Era un pretexto para librarse de aquellas moscas y al mismo tiempo un acto que confirmaba su sangre fría. Tres de los amigos se fueron con él a la sala de juego. No tardaron en rodearles los demás. La broma siguió lo mismo que en el salón.

–¡Miradle, cómo le tiembla la mano!

–Dentro de una hora ese hombre habrá dejado de existir.

–Oyes, Alvaro, debías de legarme la Conchilla.

–No hay inconveniente—repuso aquél arreglando sus cartas.

–Ya lo oyen ustedes, señores; la Conchilla es mía por testamento….

¿Cómo se llama este testamento, León?

–Testamento nuncupativo—dijo éste, que sabía algo de leyes por andar en pleito hacía tiempo con unos primos.

–La Conchilla me pertenece por testamento nuncupativo. Gracias, Alvaro. Haré que vista luto y respetaremos tu memoria hasta donde se pueda. ¿Tienes algo que encargarme?
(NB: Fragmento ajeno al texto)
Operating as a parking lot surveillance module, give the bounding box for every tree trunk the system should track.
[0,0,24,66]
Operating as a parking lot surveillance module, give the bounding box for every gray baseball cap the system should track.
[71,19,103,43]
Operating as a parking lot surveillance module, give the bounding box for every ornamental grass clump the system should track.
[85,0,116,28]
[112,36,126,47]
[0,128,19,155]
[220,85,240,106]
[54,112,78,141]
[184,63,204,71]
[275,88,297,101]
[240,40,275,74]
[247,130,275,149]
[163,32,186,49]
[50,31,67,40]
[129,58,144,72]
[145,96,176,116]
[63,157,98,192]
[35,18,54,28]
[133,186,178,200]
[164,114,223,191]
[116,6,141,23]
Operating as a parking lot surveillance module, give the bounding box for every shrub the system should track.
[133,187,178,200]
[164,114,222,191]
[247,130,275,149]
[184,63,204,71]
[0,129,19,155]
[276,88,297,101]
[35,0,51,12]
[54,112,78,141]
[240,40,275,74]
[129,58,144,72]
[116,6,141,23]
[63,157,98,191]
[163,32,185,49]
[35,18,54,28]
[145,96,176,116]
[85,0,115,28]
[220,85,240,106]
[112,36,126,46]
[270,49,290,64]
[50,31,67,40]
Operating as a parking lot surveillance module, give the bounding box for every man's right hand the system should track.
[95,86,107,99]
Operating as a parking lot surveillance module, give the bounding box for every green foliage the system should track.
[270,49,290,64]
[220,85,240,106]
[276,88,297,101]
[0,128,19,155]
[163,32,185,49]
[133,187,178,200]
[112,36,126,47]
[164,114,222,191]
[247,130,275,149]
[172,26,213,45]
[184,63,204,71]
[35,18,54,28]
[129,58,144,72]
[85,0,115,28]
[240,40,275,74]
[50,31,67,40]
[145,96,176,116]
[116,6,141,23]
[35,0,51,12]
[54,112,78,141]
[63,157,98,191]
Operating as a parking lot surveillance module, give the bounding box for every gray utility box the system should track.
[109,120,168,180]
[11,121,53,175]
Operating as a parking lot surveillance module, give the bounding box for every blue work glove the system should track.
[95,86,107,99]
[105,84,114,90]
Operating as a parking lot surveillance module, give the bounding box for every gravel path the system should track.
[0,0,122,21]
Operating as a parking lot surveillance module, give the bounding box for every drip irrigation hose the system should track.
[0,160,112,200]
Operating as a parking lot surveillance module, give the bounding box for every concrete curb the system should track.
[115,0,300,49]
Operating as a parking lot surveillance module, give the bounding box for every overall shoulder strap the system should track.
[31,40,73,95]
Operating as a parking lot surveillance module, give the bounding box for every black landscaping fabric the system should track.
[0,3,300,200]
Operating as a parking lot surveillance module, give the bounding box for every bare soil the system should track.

–Sí, que la sacudas el polvo cada ocho o diez días. Si no suelta algunas lágrimas todas las semanas se pone enferma.

–Corriente. Así se hará.

–¡Ah! y que sea con el bastón. Se ha acostumbrado a ello y no lo tolera con la mano.

–Perfectamente.

Cada vez era mayor la algazara. La imperturbabilidad del conde hacía muy buen efecto. Detrás de aquellas bromas se adivinaba que sus amigos le querían y respetaban su valor. En esto apareció un criado y le presentó una carta en bandeja de plata. La tomó y la abrió con curiosidad. Al recorrerla volvió a sonreír y la pasó a los que tenía al lado. Era del dueño de la Funeraria ofreciéndole sus servicios y remitiéndole un prospecto con los precios. Alguno de aquellos chicos se había divertido en pasarle aviso. Tampoco se ofendió: parecía interesado en el juego.

Al fin entró en la sala Juanito Escalona en su busca. Después de ajustar cuentas se levantó de la silla. Todos le rodearon.

–¡Buena suerte, Alvaro!

–Me da el corazón que lo ensartas.

–No seas tonto; nada de ensartar. A concluir pronto, aunque sea con un rasguño.

En aquel momento terminaban las bromas y estallaba el compañerismo. El conde encendió un cigarro puro con toda calma y dijo con la mayor naturalidad:

–Hasta luego, señores.

Había una parte efectiva de valor en aquella actitud serena, imperturbable del conde; pero había también buena porción de esfuerzo y estudio. Los jóvenes salvajes, aunque poco dados en general a la literatura, recibían no obstante su influencia. Lo que entre ellos priva son los folletines y las novelas de salón. Estas, novelas trazan la figura de un hombre ideal lo mismo que los libros de caballería. Solamente que en las antiguas novelas, el hombre dechado era el que por amor a las nobles ideas de justicia y caridad acometía empresas superiores a sus fuerzas. En las modernas es el que por temor al ridículo se abstiene de todo entusiasmo y de toda acción generosa. Al hombre que arriesgaba su vida en todos los momentos por una causa útil a sus semejantes, ha sustituído el que la arriesga por las nonadas de la vanidad o la soberbia. Al caballero ha sucedido el espadachín.